In [14]:
from transformers import AutoTokenizer, AutoModelForMaskedLM
import torch

# Load RoBERTa
model_name = "roberta-base"
tokenizer = AutoTokenizer.from_pretrained(model_name)
model = AutoModelForMaskedLM.from_pretrained(model_name)

# Define the sentence (with masks)
sentence = "The <mask> is the largest desert in the world."
inputs = tokenizer(sentence, return_tensors="pt")

with torch.no_grad():
    outputs = model(**inputs)
    logits = outputs.logits  # [batch, seq_len, vocab_size]

# Get mask positions
mask_token_id = tokenizer.mask_token_id
mask_positions = (inputs["input_ids"] == mask_token_id).nonzero(as_tuple=True)[1]
print("Mask positions:", mask_positions.tolist())

# Get word ID
word = "ĠAntarctica"
word_id = tokenizer.convert_tokens_to_ids(word)

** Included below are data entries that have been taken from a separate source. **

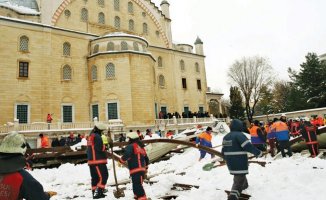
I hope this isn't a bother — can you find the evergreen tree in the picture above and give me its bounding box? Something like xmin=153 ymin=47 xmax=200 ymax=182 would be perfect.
xmin=255 ymin=86 xmax=274 ymax=115
xmin=294 ymin=53 xmax=326 ymax=108
xmin=230 ymin=87 xmax=245 ymax=119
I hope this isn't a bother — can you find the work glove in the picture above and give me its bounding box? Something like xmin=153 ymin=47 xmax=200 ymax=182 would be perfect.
xmin=46 ymin=191 xmax=58 ymax=198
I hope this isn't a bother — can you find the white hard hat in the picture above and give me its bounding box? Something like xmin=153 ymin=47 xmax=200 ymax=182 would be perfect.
xmin=0 ymin=131 xmax=27 ymax=155
xmin=127 ymin=132 xmax=139 ymax=139
xmin=95 ymin=123 xmax=108 ymax=131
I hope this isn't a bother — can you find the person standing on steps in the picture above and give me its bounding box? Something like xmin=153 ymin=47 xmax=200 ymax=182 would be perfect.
xmin=222 ymin=119 xmax=263 ymax=200
xmin=87 ymin=123 xmax=109 ymax=199
xmin=120 ymin=132 xmax=149 ymax=200
xmin=0 ymin=131 xmax=56 ymax=200
xmin=271 ymin=114 xmax=292 ymax=157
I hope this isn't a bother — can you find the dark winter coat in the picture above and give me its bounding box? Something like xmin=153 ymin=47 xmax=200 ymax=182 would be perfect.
xmin=300 ymin=122 xmax=318 ymax=144
xmin=87 ymin=130 xmax=107 ymax=165
xmin=0 ymin=154 xmax=50 ymax=200
xmin=120 ymin=140 xmax=149 ymax=174
xmin=222 ymin=119 xmax=262 ymax=175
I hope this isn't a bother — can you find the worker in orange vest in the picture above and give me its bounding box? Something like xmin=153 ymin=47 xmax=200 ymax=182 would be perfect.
xmin=39 ymin=133 xmax=50 ymax=148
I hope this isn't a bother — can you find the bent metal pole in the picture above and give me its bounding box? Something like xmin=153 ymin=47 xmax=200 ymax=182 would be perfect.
xmin=113 ymin=138 xmax=223 ymax=158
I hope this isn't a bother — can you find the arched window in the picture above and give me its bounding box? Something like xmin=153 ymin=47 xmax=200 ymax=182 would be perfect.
xmin=129 ymin=19 xmax=135 ymax=31
xmin=106 ymin=42 xmax=114 ymax=51
xmin=62 ymin=65 xmax=72 ymax=80
xmin=114 ymin=0 xmax=120 ymax=11
xmin=93 ymin=44 xmax=99 ymax=53
xmin=105 ymin=63 xmax=115 ymax=78
xmin=80 ymin=8 xmax=88 ymax=22
xmin=91 ymin=65 xmax=97 ymax=81
xmin=97 ymin=0 xmax=104 ymax=7
xmin=143 ymin=23 xmax=148 ymax=35
xmin=133 ymin=42 xmax=139 ymax=51
xmin=195 ymin=63 xmax=200 ymax=72
xmin=114 ymin=16 xmax=120 ymax=29
xmin=157 ymin=56 xmax=163 ymax=67
xmin=62 ymin=42 xmax=70 ymax=56
xmin=128 ymin=1 xmax=134 ymax=14
xmin=98 ymin=12 xmax=105 ymax=24
xmin=180 ymin=60 xmax=185 ymax=71
xmin=19 ymin=35 xmax=29 ymax=51
xmin=158 ymin=75 xmax=165 ymax=87
xmin=121 ymin=41 xmax=128 ymax=50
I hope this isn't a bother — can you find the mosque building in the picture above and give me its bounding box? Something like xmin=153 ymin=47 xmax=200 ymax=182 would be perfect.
xmin=0 ymin=0 xmax=208 ymax=125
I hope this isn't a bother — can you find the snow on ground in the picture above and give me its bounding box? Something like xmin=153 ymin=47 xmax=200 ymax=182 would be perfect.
xmin=31 ymin=135 xmax=326 ymax=200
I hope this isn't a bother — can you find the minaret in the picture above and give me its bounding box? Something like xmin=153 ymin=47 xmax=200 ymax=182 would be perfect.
xmin=195 ymin=36 xmax=204 ymax=55
xmin=161 ymin=0 xmax=172 ymax=47
xmin=161 ymin=0 xmax=170 ymax=19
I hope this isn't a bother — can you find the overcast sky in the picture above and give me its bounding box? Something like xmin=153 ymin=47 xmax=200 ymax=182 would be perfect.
xmin=152 ymin=0 xmax=326 ymax=98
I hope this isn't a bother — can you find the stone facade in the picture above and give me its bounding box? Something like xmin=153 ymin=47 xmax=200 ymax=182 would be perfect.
xmin=0 ymin=0 xmax=207 ymax=125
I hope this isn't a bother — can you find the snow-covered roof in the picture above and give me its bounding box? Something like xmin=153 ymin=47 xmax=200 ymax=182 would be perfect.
xmin=0 ymin=0 xmax=41 ymax=15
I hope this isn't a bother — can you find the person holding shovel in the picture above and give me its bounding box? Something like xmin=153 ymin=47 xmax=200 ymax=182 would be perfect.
xmin=0 ymin=131 xmax=57 ymax=200
xmin=87 ymin=123 xmax=109 ymax=199
xmin=222 ymin=119 xmax=263 ymax=200
xmin=120 ymin=132 xmax=149 ymax=200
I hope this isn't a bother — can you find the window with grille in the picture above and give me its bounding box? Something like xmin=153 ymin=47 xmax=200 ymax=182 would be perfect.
xmin=114 ymin=16 xmax=120 ymax=29
xmin=106 ymin=42 xmax=114 ymax=51
xmin=197 ymin=80 xmax=201 ymax=90
xmin=143 ymin=23 xmax=148 ymax=35
xmin=121 ymin=41 xmax=128 ymax=50
xmin=93 ymin=44 xmax=99 ymax=54
xmin=129 ymin=19 xmax=135 ymax=31
xmin=114 ymin=0 xmax=120 ymax=11
xmin=19 ymin=62 xmax=29 ymax=78
xmin=63 ymin=42 xmax=70 ymax=56
xmin=62 ymin=105 xmax=73 ymax=123
xmin=108 ymin=103 xmax=118 ymax=119
xmin=92 ymin=104 xmax=99 ymax=120
xmin=62 ymin=65 xmax=72 ymax=80
xmin=16 ymin=104 xmax=28 ymax=124
xmin=128 ymin=2 xmax=134 ymax=14
xmin=91 ymin=65 xmax=97 ymax=81
xmin=98 ymin=12 xmax=105 ymax=24
xmin=80 ymin=8 xmax=88 ymax=22
xmin=180 ymin=60 xmax=185 ymax=71
xmin=64 ymin=9 xmax=71 ymax=17
xmin=158 ymin=75 xmax=165 ymax=87
xmin=157 ymin=56 xmax=163 ymax=67
xmin=97 ymin=0 xmax=104 ymax=7
xmin=133 ymin=42 xmax=139 ymax=51
xmin=182 ymin=78 xmax=187 ymax=89
xmin=105 ymin=63 xmax=115 ymax=78
xmin=19 ymin=35 xmax=29 ymax=51
xmin=195 ymin=63 xmax=199 ymax=72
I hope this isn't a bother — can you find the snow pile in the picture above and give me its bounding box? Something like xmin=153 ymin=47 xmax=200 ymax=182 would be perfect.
xmin=31 ymin=135 xmax=326 ymax=200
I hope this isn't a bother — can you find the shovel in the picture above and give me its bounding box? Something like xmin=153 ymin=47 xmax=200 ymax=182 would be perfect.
xmin=111 ymin=147 xmax=125 ymax=199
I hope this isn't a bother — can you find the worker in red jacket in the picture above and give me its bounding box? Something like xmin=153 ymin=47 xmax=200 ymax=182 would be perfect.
xmin=0 ymin=132 xmax=56 ymax=200
xmin=120 ymin=132 xmax=149 ymax=200
xmin=87 ymin=123 xmax=109 ymax=199
xmin=300 ymin=118 xmax=319 ymax=158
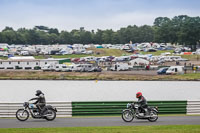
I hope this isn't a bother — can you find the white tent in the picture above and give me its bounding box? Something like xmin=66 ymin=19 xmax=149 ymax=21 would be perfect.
xmin=129 ymin=58 xmax=149 ymax=66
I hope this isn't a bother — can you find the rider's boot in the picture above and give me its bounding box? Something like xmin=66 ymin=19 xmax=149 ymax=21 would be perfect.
xmin=144 ymin=108 xmax=150 ymax=117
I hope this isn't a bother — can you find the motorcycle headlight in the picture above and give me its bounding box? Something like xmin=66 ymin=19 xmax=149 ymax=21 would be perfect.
xmin=126 ymin=103 xmax=131 ymax=108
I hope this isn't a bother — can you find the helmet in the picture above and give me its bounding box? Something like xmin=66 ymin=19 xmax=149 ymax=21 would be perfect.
xmin=136 ymin=92 xmax=142 ymax=98
xmin=35 ymin=90 xmax=42 ymax=96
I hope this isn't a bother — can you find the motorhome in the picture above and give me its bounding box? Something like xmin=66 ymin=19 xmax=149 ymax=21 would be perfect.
xmin=74 ymin=64 xmax=94 ymax=72
xmin=110 ymin=63 xmax=129 ymax=71
xmin=55 ymin=64 xmax=67 ymax=72
xmin=166 ymin=66 xmax=184 ymax=74
xmin=41 ymin=64 xmax=55 ymax=71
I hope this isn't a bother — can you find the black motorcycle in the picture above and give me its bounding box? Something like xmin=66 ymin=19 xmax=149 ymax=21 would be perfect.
xmin=16 ymin=102 xmax=57 ymax=121
xmin=122 ymin=102 xmax=158 ymax=122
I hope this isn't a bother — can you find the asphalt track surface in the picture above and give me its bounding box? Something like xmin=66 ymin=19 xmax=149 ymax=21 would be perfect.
xmin=0 ymin=116 xmax=200 ymax=128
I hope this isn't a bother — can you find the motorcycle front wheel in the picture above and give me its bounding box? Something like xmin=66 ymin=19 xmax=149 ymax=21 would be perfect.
xmin=148 ymin=110 xmax=158 ymax=122
xmin=16 ymin=109 xmax=29 ymax=121
xmin=44 ymin=109 xmax=56 ymax=121
xmin=122 ymin=110 xmax=134 ymax=122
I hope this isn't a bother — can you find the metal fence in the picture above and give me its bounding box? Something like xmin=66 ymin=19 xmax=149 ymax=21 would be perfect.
xmin=0 ymin=100 xmax=200 ymax=117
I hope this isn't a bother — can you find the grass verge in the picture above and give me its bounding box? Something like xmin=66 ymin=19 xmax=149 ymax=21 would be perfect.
xmin=0 ymin=125 xmax=200 ymax=133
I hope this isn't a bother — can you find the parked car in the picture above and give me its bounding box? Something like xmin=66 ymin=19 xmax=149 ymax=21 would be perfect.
xmin=157 ymin=67 xmax=169 ymax=75
xmin=166 ymin=66 xmax=184 ymax=74
xmin=55 ymin=64 xmax=67 ymax=72
xmin=110 ymin=63 xmax=129 ymax=71
xmin=42 ymin=64 xmax=55 ymax=71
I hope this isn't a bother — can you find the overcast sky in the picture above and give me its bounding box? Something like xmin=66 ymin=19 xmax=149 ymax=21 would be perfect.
xmin=0 ymin=0 xmax=200 ymax=31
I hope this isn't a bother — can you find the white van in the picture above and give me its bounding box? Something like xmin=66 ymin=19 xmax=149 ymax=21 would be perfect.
xmin=41 ymin=64 xmax=55 ymax=71
xmin=166 ymin=66 xmax=184 ymax=74
xmin=55 ymin=64 xmax=67 ymax=72
xmin=74 ymin=64 xmax=94 ymax=72
xmin=110 ymin=63 xmax=129 ymax=71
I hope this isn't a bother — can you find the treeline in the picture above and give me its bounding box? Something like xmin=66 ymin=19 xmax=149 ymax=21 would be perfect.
xmin=0 ymin=15 xmax=200 ymax=46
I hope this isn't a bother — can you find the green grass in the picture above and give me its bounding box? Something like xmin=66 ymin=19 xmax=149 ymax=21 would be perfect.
xmin=34 ymin=48 xmax=130 ymax=59
xmin=0 ymin=124 xmax=200 ymax=133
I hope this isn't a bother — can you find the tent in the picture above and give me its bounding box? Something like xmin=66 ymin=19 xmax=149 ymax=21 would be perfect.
xmin=129 ymin=58 xmax=149 ymax=66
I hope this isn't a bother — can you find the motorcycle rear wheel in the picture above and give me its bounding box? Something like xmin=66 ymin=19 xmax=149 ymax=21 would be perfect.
xmin=122 ymin=110 xmax=134 ymax=122
xmin=44 ymin=109 xmax=56 ymax=121
xmin=148 ymin=110 xmax=158 ymax=122
xmin=16 ymin=109 xmax=29 ymax=121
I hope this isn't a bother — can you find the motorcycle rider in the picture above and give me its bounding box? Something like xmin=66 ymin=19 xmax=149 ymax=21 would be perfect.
xmin=136 ymin=92 xmax=149 ymax=117
xmin=29 ymin=90 xmax=46 ymax=115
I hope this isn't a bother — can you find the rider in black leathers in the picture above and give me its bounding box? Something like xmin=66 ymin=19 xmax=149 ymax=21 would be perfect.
xmin=29 ymin=90 xmax=46 ymax=115
xmin=136 ymin=92 xmax=149 ymax=116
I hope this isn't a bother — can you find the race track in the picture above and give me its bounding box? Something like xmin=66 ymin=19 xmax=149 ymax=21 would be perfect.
xmin=0 ymin=116 xmax=200 ymax=128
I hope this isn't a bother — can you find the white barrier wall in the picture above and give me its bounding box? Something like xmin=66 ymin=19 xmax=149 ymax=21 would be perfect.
xmin=187 ymin=100 xmax=200 ymax=115
xmin=0 ymin=102 xmax=72 ymax=117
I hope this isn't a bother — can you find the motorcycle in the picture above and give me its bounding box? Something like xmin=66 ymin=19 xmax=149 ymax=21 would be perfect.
xmin=16 ymin=102 xmax=57 ymax=121
xmin=122 ymin=102 xmax=158 ymax=122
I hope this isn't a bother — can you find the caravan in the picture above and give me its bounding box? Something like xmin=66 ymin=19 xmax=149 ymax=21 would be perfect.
xmin=166 ymin=66 xmax=184 ymax=74
xmin=110 ymin=63 xmax=129 ymax=71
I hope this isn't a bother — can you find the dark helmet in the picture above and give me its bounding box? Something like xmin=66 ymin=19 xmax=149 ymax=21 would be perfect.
xmin=35 ymin=90 xmax=42 ymax=96
xmin=136 ymin=92 xmax=142 ymax=98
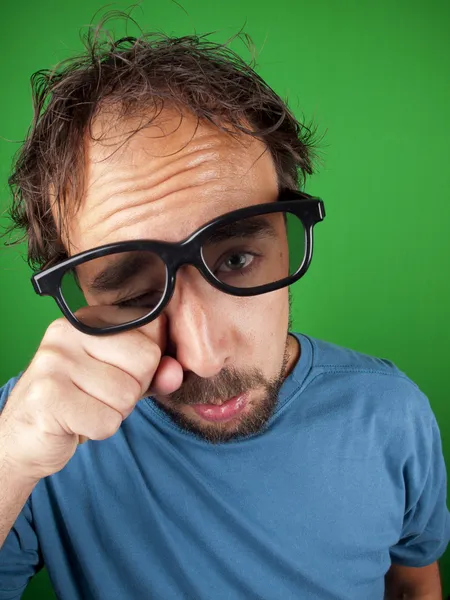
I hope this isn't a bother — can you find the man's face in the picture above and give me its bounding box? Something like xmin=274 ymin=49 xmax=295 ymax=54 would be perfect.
xmin=70 ymin=110 xmax=299 ymax=442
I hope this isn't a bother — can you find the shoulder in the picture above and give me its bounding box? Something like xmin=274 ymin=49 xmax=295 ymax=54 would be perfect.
xmin=296 ymin=334 xmax=432 ymax=420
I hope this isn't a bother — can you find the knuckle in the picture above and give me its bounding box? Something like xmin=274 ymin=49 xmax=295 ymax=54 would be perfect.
xmin=120 ymin=378 xmax=140 ymax=408
xmin=33 ymin=346 xmax=65 ymax=373
xmin=96 ymin=410 xmax=123 ymax=440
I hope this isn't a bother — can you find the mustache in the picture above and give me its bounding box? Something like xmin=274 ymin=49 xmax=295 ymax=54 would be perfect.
xmin=167 ymin=367 xmax=267 ymax=405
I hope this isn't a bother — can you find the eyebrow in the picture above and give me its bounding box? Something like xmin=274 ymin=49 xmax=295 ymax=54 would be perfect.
xmin=208 ymin=216 xmax=277 ymax=244
xmin=88 ymin=253 xmax=158 ymax=292
xmin=88 ymin=217 xmax=277 ymax=292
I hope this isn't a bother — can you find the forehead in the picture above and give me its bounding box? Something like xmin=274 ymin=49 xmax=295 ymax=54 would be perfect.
xmin=65 ymin=110 xmax=277 ymax=254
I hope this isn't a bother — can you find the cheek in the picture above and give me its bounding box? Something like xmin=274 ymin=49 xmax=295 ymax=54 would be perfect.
xmin=221 ymin=288 xmax=289 ymax=343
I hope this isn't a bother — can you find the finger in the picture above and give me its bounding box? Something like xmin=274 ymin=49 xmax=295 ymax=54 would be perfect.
xmin=146 ymin=356 xmax=183 ymax=396
xmin=71 ymin=319 xmax=166 ymax=395
xmin=67 ymin=357 xmax=141 ymax=419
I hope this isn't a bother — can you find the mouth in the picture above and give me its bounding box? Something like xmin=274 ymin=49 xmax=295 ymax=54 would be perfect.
xmin=189 ymin=393 xmax=249 ymax=423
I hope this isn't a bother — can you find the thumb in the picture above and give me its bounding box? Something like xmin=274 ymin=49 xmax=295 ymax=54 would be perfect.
xmin=144 ymin=356 xmax=183 ymax=397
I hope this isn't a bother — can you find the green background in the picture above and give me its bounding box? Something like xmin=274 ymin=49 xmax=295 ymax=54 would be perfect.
xmin=0 ymin=0 xmax=450 ymax=598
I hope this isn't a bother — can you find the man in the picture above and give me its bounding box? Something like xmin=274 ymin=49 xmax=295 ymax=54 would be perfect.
xmin=0 ymin=19 xmax=450 ymax=600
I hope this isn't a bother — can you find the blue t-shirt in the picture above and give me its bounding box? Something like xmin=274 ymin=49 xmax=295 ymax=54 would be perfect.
xmin=0 ymin=334 xmax=450 ymax=600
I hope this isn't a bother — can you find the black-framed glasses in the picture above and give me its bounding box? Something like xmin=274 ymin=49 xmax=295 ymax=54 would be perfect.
xmin=31 ymin=191 xmax=325 ymax=335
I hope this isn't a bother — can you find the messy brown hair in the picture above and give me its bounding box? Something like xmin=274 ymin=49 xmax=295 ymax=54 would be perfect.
xmin=2 ymin=12 xmax=315 ymax=269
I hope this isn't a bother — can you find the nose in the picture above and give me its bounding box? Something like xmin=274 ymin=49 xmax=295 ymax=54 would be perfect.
xmin=165 ymin=266 xmax=230 ymax=378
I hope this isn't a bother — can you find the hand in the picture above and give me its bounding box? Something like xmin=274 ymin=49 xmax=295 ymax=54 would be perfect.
xmin=0 ymin=308 xmax=183 ymax=481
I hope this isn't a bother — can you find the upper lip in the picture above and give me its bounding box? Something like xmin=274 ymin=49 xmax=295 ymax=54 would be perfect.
xmin=193 ymin=394 xmax=242 ymax=406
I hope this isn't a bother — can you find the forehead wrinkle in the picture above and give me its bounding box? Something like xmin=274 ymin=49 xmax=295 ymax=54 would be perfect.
xmin=86 ymin=182 xmax=232 ymax=242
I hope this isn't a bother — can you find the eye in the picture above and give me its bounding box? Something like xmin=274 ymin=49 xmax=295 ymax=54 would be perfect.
xmin=218 ymin=252 xmax=255 ymax=272
xmin=114 ymin=292 xmax=163 ymax=310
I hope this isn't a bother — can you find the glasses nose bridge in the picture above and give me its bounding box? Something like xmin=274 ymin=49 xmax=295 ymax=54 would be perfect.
xmin=166 ymin=237 xmax=203 ymax=281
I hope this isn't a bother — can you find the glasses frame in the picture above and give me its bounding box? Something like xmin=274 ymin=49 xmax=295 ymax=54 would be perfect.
xmin=31 ymin=190 xmax=325 ymax=335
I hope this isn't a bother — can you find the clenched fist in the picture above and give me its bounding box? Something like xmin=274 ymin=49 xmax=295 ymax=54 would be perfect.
xmin=0 ymin=307 xmax=183 ymax=481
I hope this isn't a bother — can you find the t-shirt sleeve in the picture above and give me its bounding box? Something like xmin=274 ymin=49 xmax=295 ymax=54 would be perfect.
xmin=0 ymin=377 xmax=43 ymax=600
xmin=390 ymin=388 xmax=450 ymax=567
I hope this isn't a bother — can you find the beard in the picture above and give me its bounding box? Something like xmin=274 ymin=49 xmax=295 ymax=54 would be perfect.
xmin=151 ymin=335 xmax=289 ymax=444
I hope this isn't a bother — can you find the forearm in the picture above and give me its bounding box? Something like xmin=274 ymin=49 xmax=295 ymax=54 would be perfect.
xmin=0 ymin=444 xmax=37 ymax=548
xmin=385 ymin=561 xmax=442 ymax=600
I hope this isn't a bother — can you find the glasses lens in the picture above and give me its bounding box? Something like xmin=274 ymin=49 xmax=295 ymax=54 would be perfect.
xmin=61 ymin=251 xmax=167 ymax=328
xmin=202 ymin=210 xmax=306 ymax=288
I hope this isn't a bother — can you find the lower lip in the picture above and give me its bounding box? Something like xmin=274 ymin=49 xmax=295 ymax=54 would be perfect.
xmin=191 ymin=394 xmax=248 ymax=423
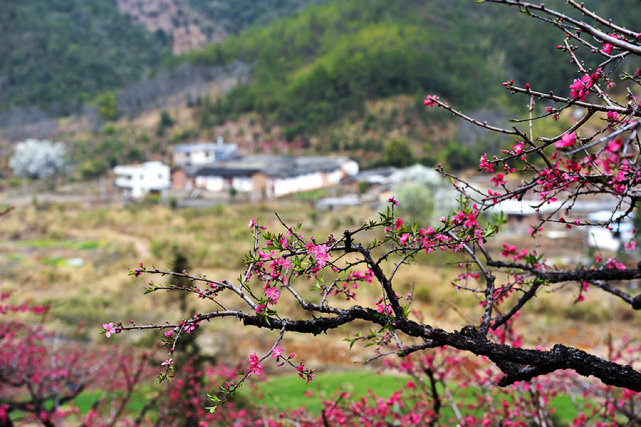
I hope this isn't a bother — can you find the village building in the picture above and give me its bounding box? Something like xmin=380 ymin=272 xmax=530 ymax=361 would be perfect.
xmin=179 ymin=155 xmax=358 ymax=199
xmin=114 ymin=162 xmax=171 ymax=199
xmin=171 ymin=136 xmax=238 ymax=167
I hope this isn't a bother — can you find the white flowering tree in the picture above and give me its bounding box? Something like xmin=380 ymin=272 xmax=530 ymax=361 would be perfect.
xmin=9 ymin=139 xmax=67 ymax=186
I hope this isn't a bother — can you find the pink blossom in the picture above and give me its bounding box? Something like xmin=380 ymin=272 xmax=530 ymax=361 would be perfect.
xmin=479 ymin=153 xmax=494 ymax=172
xmin=399 ymin=233 xmax=410 ymax=245
xmin=272 ymin=344 xmax=283 ymax=359
xmin=490 ymin=173 xmax=505 ymax=187
xmin=249 ymin=353 xmax=263 ymax=375
xmin=423 ymin=95 xmax=438 ymax=107
xmin=556 ymin=132 xmax=576 ymax=148
xmin=102 ymin=323 xmax=116 ymax=338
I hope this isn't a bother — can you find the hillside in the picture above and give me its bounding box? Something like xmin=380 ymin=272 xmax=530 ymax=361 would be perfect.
xmin=0 ymin=0 xmax=636 ymax=177
xmin=0 ymin=0 xmax=318 ymax=115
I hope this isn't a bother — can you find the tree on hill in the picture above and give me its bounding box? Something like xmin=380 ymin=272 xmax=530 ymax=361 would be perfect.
xmin=9 ymin=139 xmax=67 ymax=185
xmin=100 ymin=0 xmax=641 ymax=425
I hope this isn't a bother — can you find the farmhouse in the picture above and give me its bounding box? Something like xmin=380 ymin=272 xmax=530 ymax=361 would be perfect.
xmin=171 ymin=136 xmax=238 ymax=167
xmin=114 ymin=162 xmax=171 ymax=199
xmin=185 ymin=155 xmax=358 ymax=198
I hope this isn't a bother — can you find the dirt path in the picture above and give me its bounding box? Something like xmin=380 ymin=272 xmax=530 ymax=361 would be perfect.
xmin=69 ymin=227 xmax=153 ymax=261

# Number of alternatives to display
top_n = 6

# Iterate over all masks
results = []
for pos in mask_positions:
    mask_logits = logits[0, pos]

    # Word logit
    word_logit = mask_logits[word_id].item()

    # Rank of the word
    sorted_scores, sorted_ids = torch.sort(mask_logits, descending=True)
    rank = (sorted_ids == word_id).nonzero(as_tuple=True)[0].item() + 1  # 1-based

    # Average logit for context
    avg_logit = mask_logits.mean().item()

    # Top N predictions
    top_scores, top_ids = torch.topk(mask_logits, top_n)
    top_tokens = tokenizer.convert_ids_to_tokens(top_ids.tolist())
    top_predictions = [(tok, float(score)) for tok, score in zip(top_tokens, top_scores)]

    results.append({
        "mask_index": pos.item(),
        "word_logit": word_logit,
        "avg_logit": avg_logit,
        "rank": rank,
        "vocab_size": mask_logits.shape[0],
        "top_predictions": top_predictions
    })

# Print nicely
for r in results:
    print(
        f"\nMask {r['mask_index']:2d} | "
        f"logit(table)={r['word_logit']:.2f} | "
        f"avg={r['avg_logit']:.2f} | "
        f"rank(table)={r['rank']} / {r['vocab_size']}"
    )
    print("   Top predictions:")
    for tok, score in r["top_predictions"]:
        print(f"      {tok:15s} (logit={score:.2f})")


Mask positions: [2]

Mask  2 | logit(table)=6.75 | avg=-2.31 | rank(table)=354 / 50265
   Top predictions:
      ĠSahara         (logit=16.91)
      Ġdesert         (logit=14.36)
      ĠLevant         (logit=12.65)
      ĠMoon           (logit=12.41)
      ĠAmazon         (logit=12.04)
      ĠSinai          (logit=11.97)


In [57]:
word = " Antarctica"
tokens = tokenizer.tokenize(word)
print(tokens)

['ĠAntarctica']